Con Game – Kenne deine Feinde

Wild, roh, rau, unbekümmert: Donovan Marshs südafrikanischer Indie-Heist-Thriller ist ein waschechter Actiongeheimtipp.

iNumber Number Cover

iNumber Number, aka Avenged, Donovan Marsh, ZA 2013
DVD/BD-Start: 03.11.2014
Story: Der von seinem korrupten Chef um die verdiente Belohnung geprellte, bis dahin gesetzestreue Cop Chili infiltriert die berüchtigte Bande von Gangsterboss Mambane, der einen Überfall auf einen Geldtransporter vorbereitet. Chili will abkassieren, aber sein Partner Shoes fällt Mambane als Geisel in die Hände.
Von Gnaghi

Der für wenig Geld im kriminalitätsverseuchten Johannesburg und Soweto entstandene, vitale Actionthriller von dem zuvor mit den beiden Internatskomödienteilen „Spud“ bekannt gewordenen Südafrikaner Donovan Marsh ist ein schmuddelig-spannender Reißer, so grimmig wie unterhaltsam. Ein Township-Knüller, wie es „Zulu“ gern gewesen wäre, ohne dessen Polit-Überbau, allein mit Schweiß, Schmutz und Waffen.

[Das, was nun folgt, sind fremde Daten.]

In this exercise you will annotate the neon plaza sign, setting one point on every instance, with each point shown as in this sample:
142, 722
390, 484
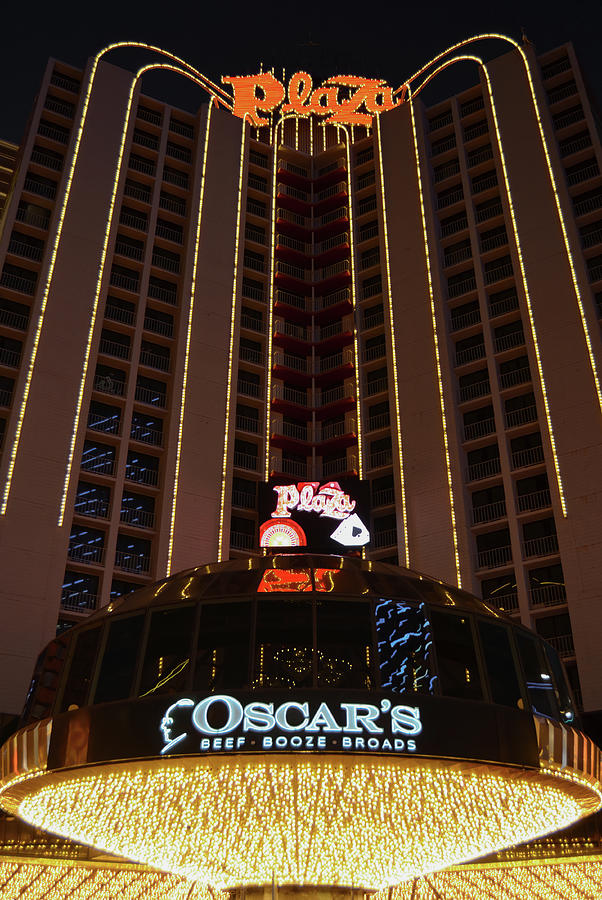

„We are all dogs here“: „Reservoir Dogs“, um genau zu sein. Quentin Tarantinos Debüt abzüglich der Popkultur-Dialoge dient in einer verlassenen Industrieruine als Orientierungspunkt. Zwar wird daraus kein richtiges Charakterdrama, weshalb der Mittelteil ziemlich durchhängt, dann aber suspensevoll zu einem großen Crescendo anschwillt, wo die Gangster wie Bluthunde übereinander herfallen, um sich die Beute abzujagen.

Wahrhaft grimmiges Todesringen

In dem Chaos will ein eigentlich aufrechter Undercovercop seinen Kumpel retten, was ein wahrhaft grimmiges Todesringen auslöst: Hier wird noch richtig langsam gestorben. Mit automatischen Waffen und aufbrausendem Habitus gerüstete Hitzköpfe streiten sich, versuchen einen Maulwurf zu entlarven, das ist so rau montiert wie die Gewalt roh ausfällt, ernst und verbissen, von famoser Kamera und dem Schnitt hart beschleunigt.

Der wilde Auftakt in schäbigen Baracken ruft mit seinem ungesund grünlich-mattorangen Look „Tropa de Elite“ und „Metro Manila“ ins Gedächtnis; aber der Story-Remix pflügt munter durch die versammelte Vorbildschaft. Von „Stirb langsam“ über Florent Siris „Das tödliche Wespennest“ bis Verhoevens „RoboCop“ und „Infernal Affairs“ fehlt nichts. Und doch zitiert Marsh nicht, legt keinen überzogenen Fetisch-Film mit Spielereien hin.

Schweiß, Schmutz und Waffen

Im unerbittlichen Duell der Ratten und Mäuse vermittelt er intensiv Nervosität, Aufregung, Brutalität; dies vibriert bei allem Delirium noch vor etwas Authentischem, Realen. Und irre spannend ist es sowieso vom Überfall bis zur iPhone-Koordination von Angriffen, weshalb Marshs stilistisch furioser Knaller zu US-Remake-Ehren kommen soll und er sich in eine Reihe mit Gavin Hood („Tsotsi“) und Neill Blomkamp („District 9“) stellt.